Корш встал и подошел к двери.

– Хорошо, комиссар. Я пойду за машиной.

– Думаю, вам не придется этого делать. Я хочу, чтобы вы оба остались здесь. Может выйти не совсем так, как я планирую. Не забывайте, что этот тип, Вайстор, – лучший друг Гиммлера. Я сомневаюсь, что рейхсфюрер с благодарностью выслушает мои откровения. Более того, он может их просто проигнорировать. В этом случае будет лучше, если под ударом окажусь только я. В конце концов, что он мне может сделать? Ну, выкинет из полиции, а я ведь и так здесь только для того, чтобы распутать это дело, когда закончу, вернусь к своему прежнему занятию. А у вас двоих впереди карьера. Не такая уж соблазнительная, это верно, – усмехнулся я, – но все-таки будет жаль, если вы попадете к Гиммлеру в немилость.

Корш и Беккер переглянулись. Затем Корш сказал:

– Перестаньте, комиссар, не порите ерунды. Ваша затея опасна. Мы знаем это, и вы тоже.

– И не только это, – подхватил Беккер. – Как вы доберетесь туда с арестованным? Кто поведет машину?

– Действительно, комиссар. До Вевельсбурга больше трехсот километров.

– Я возьму служебную машину.

– А если Ланге попробует выкинуть по пути какой-нибудь фортель?

– Он будет в наручниках, я не думаю, что с ним возникнут проблемы. – Я взял шляпу и пальто. – Извините, парни, но придется вам сделать, как я решил.

Я направился к двери.

– Комиссар! – окликнул меня Корш. Он протянул руку. Я пожал ее. Затем пожал руку Беккеру и отправился за своим арестованным.

* * *

Клиника Киндермана выглядела такой же чистой и ухоженной, как и тогда, когда я впервые побывал здесь в конце августа. Только сейчас стояла полная тишина: ни грачей на деревьях, ни лодки на озере. Лишь шум ветра и опавшие листья, которые стремительно неслись по тропинке, словно саранча.

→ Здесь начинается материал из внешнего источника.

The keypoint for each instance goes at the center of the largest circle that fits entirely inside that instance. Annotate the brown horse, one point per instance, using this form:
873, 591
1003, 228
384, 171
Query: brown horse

Я подтолкнул Ланге к входной двери.

– Мне стыдно входить сюда в наручниках, как будто я настоящий преступник. Меня здесь хорошо знают, – сказал он.

– А вы и есть самый настоящий преступник. Хотите, чтобы я обвязал вам голову полотенцем? – Я еще раз подтолкнул его. – Послушайте, только по своей доброте я не заставляю вас входить сюда вообще без штанов.

– А как насчет моих гражданских прав?

– Ах ты, черт возьми! Вы что, забыли, где живете последние пять лет? Это нацистская Германия, а не древние Афины. А теперь заткните свой поганый рот.

В коридоре нас встретила медсестра. Она хотела было поздороваться с Ланге, но увидела наручники. Я помахал своим удостоверением перед ее испуганным лицом.

– Полиция. У меня ордер на обыск кабинета Киндермана. – Это соответствовало правде. Я сам его себе выписал. Но медсестра была явно из той же компании, что и Ланге.

– Туда нельзя входить, – всполошилась она. – Я должна...

– Мадам, несколько недель назад германским войскам хватило такой же маленькой свастики, как у меня на удостоверении, чтобы войти в Судеты. Так что будьте уверены, она позволит мне залезть к вашему доброму доктору в трусы, если я этого захочу.

Я пихнул Ланге вперед.

– Давайте, Рейнхард, показывайте дорогу.

Кабинет Киндермана находился в задней части клиники. По сравнению с городской квартирой это было небольшое помещение, но для приемной доктора более чем достаточное. Там стояла длинная низкая кушетка, письменный стол из орехового дерева; несколько картин в современном стиле, на которых, похоже, были изображены обезьяньи мозги, а также книги в дорогих кожаных переплетах, чем, наверное, и объяснялся недостаток кожи в стране.

– Сядьте так, чтобы я видел вас, Рейнхард, – приказал я ему. – И не делайте резких движений. Я легко пугаюсь и, чтобы скрыть смущение, прихожу в бешенство. Как эти докторишки называют такое поведение?

Около окна стоял большой шкаф с выдвижными ящиками. Я открыл его и начал просматривать папки с бумагами.